Trois heures avant sa mort, Boris Nemtsov, virulent critique du Kremlin, appelait les auditeurs d'une radio moscovite à défier le gouvernement russe dimanche dans les rues. Dans la nuit de vendredi à samedi, c'est précisément à quelques mètres du Kremlin que l'ancien vice-Premier ministre russe a été abattu par balles.
A 55 ans, Boris Nemtsov incarnait la génération des jeunes réformateurs des années 1990, avant de devenir un virulent critique du président Vladimir Poutine. Il avait notamment été l'un des chefs de file de la vague de contestation sans précédent qui avait marqué en 2011-2012 la campagne électorale de Vladimir Poutine, alors candidat pour un troisième mandat de président. Plusieurs fois interpellé par les forces de l'ordre lors de manifestations, il avait aussi subi des perquisitions et été mis sur écoute, sans jamais cesser de dénoncer la corruption de ce qu'il appelait le "système oligarchique" du Kremlin.
Très proche de Boris Eltsine.

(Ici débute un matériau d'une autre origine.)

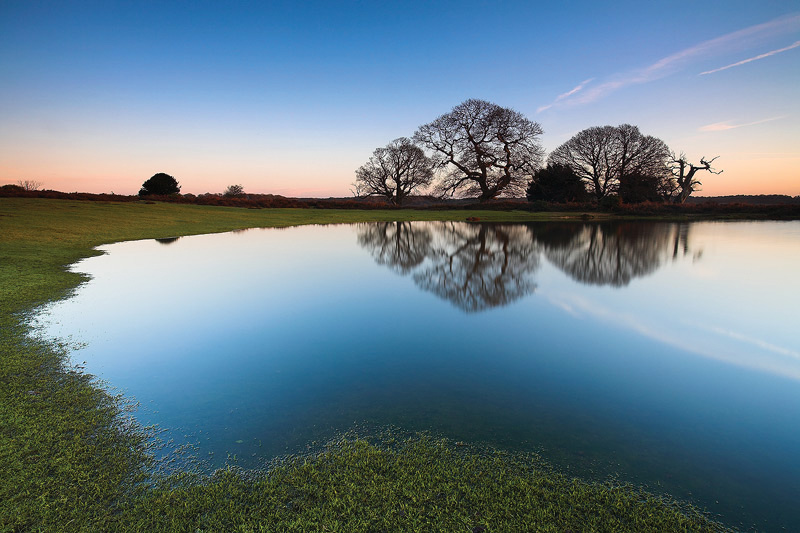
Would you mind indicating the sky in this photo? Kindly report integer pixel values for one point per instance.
(292, 97)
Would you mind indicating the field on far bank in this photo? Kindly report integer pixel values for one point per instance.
(72, 461)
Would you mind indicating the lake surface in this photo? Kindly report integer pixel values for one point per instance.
(666, 353)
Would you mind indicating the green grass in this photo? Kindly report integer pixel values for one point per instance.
(71, 461)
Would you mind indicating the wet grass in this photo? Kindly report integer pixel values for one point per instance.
(71, 459)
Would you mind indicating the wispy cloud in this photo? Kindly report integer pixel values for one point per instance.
(722, 344)
(741, 39)
(756, 58)
(722, 126)
(564, 96)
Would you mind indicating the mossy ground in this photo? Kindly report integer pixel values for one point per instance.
(71, 460)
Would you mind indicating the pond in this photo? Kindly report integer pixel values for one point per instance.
(665, 353)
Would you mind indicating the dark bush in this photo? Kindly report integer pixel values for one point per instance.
(610, 203)
(556, 183)
(160, 184)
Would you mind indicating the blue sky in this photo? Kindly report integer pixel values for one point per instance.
(290, 98)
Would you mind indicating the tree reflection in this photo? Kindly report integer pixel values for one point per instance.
(611, 253)
(474, 266)
(398, 245)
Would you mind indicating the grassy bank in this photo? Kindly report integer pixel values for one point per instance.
(71, 462)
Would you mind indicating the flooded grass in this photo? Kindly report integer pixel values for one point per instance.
(72, 460)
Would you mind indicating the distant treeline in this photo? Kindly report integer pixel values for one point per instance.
(753, 199)
(756, 206)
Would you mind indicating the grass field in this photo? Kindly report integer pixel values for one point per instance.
(72, 461)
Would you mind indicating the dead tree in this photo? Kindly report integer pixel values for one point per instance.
(684, 173)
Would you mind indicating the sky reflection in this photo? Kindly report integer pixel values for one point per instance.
(665, 352)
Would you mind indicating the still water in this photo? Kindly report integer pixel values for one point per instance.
(665, 353)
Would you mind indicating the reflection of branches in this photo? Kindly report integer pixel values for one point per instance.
(475, 267)
(609, 254)
(399, 245)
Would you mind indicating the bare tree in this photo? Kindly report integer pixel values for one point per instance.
(394, 171)
(483, 150)
(30, 185)
(684, 172)
(234, 191)
(603, 156)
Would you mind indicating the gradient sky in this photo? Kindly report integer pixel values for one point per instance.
(291, 97)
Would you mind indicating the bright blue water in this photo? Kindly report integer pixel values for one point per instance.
(666, 353)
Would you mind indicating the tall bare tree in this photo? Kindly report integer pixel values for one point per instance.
(684, 173)
(483, 150)
(29, 185)
(394, 171)
(603, 156)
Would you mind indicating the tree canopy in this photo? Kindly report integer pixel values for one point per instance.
(394, 171)
(483, 150)
(160, 183)
(605, 156)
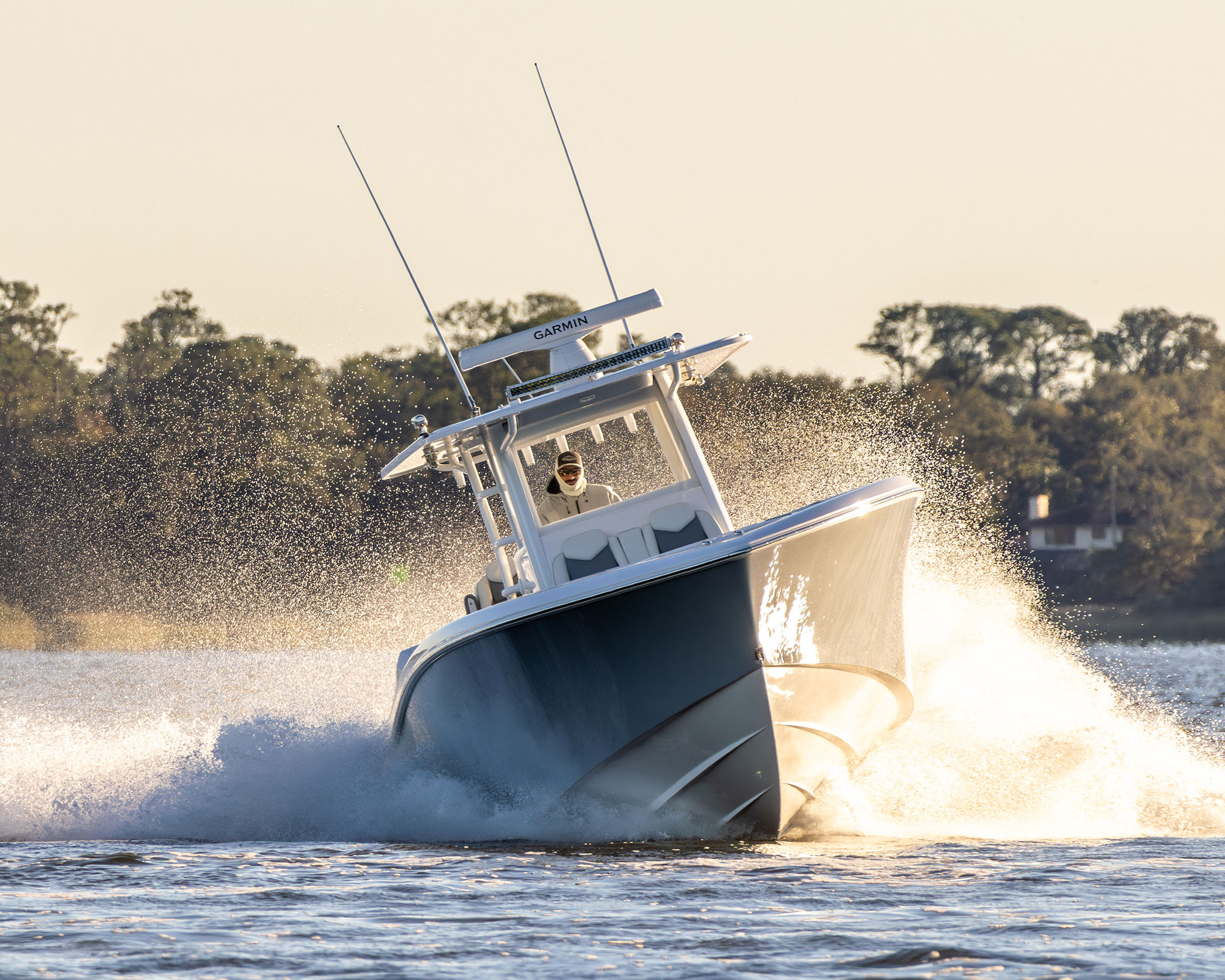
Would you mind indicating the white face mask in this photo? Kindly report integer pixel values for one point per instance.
(578, 489)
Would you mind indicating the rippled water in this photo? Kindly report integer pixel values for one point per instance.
(167, 755)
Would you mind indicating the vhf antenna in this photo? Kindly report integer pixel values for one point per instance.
(629, 336)
(429, 313)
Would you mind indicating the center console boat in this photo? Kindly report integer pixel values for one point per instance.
(650, 654)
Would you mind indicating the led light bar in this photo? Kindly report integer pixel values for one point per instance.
(617, 361)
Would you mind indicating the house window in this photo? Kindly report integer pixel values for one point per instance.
(1063, 535)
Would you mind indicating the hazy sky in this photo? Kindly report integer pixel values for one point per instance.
(785, 168)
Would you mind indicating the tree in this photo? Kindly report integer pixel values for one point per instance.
(150, 349)
(1153, 342)
(970, 344)
(39, 388)
(1047, 344)
(899, 336)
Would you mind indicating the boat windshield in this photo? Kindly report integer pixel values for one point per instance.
(631, 464)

Le teint toujours bronzé, les cheveux en brosse, l'air séducteur malgré de grands yeux noirs pochés de cernes, Boris Nemtsov, physicien de formation, avait commencé sa carrière peu avant l'effondrement de l'URSS, après son élection en 1990 au Soviet suprême, le Parlement soviétique. Ancien gouverneur de la région de Nijni-Novgorod, à 400 km à l'est de Moscou, il avait entamé une ascension fulgurante sous la présidence de Boris Eltsine, sous lequel il avait incarné la génération des jeunes ministres réformateurs de la Russie post-URSS. De mars 1997 à août 1998, Boris Nemtsov avait obtenu le poste de vice-Premier ministre chargé du secteur énergétique et des monopoles. Un secteur très convoité, ce qui lui valait d'être régulièrement dénoncé par le Kremlin comme un homme politique lié aux oligarques et ayant profité de la vague de privatisations des années 1990.
Boris Eltsine, dont il était très proche, avait un temps envisagé d'en faire son dauphin, avant de lui préférer le chef du FSB (ex-KGB) Vladimir Poutine. Limogé en août 1998, Boris Nemtsov bascule dans l'opposition lorsque son rival devient président. Aux législatives de 1999, l'opposant est élu à la Douma, la chambre basse du Parlement, et rejoint le parti libéral SPS, dont il dirige une fraction qui se distingue par ses critiques virulentes envers Vladimir Poutine. Son opposition au pouvoir se fait de plus en plus tranchante après les élections législatives de 2007, qu'il dénonce comme "les plus malhonnêtes de l'histoire de la Russie".
Figure de l'opposition. Un an plus tard, en 2008, après avoir échoué à se présenter à l'élection présidentielle comme candidat d'une opposition affaiblie, il décide de créer le mouvement Solidarnost, sous l'égide de l'opposant et ex-champion d'échecs Gary Kasparov. Mais c'est surtout aux côtés d'Alexeï Navalny, un autre opposant des plus déterminés à Vladimir Poutine, que Boris Nemtsov s'affichera comme figure de proue des manifestations qui ont secoué Moscou pendant l'hiver 2011-2012. Après la réélection de Vladimir Poutine au Kremlin en mai 2012, il continue à dénoncer les dépenses jugées excessives du président et la corruption, notamment lors des Jeux olympiques d'Hiver à Sotchi.
L'influence de ce vétéran de l'opposition, très présent sur les réseaux sociaux, semblait cependant diminuer au profit d'une nouvelle génération d'opposants incarnée par Alexeï Navalny, de 17 ans son benjamin. C'est d'ailleurs avec lui qu'il avait appelé à la tenue dimanche d'un vaste rassemblement de l'opposition pour dénoncer la mauvaise gestion par le Kremlin de la grave crise économique que traverse la Russie en raison des sanctions occidentales et de la chute des prix du pétrole.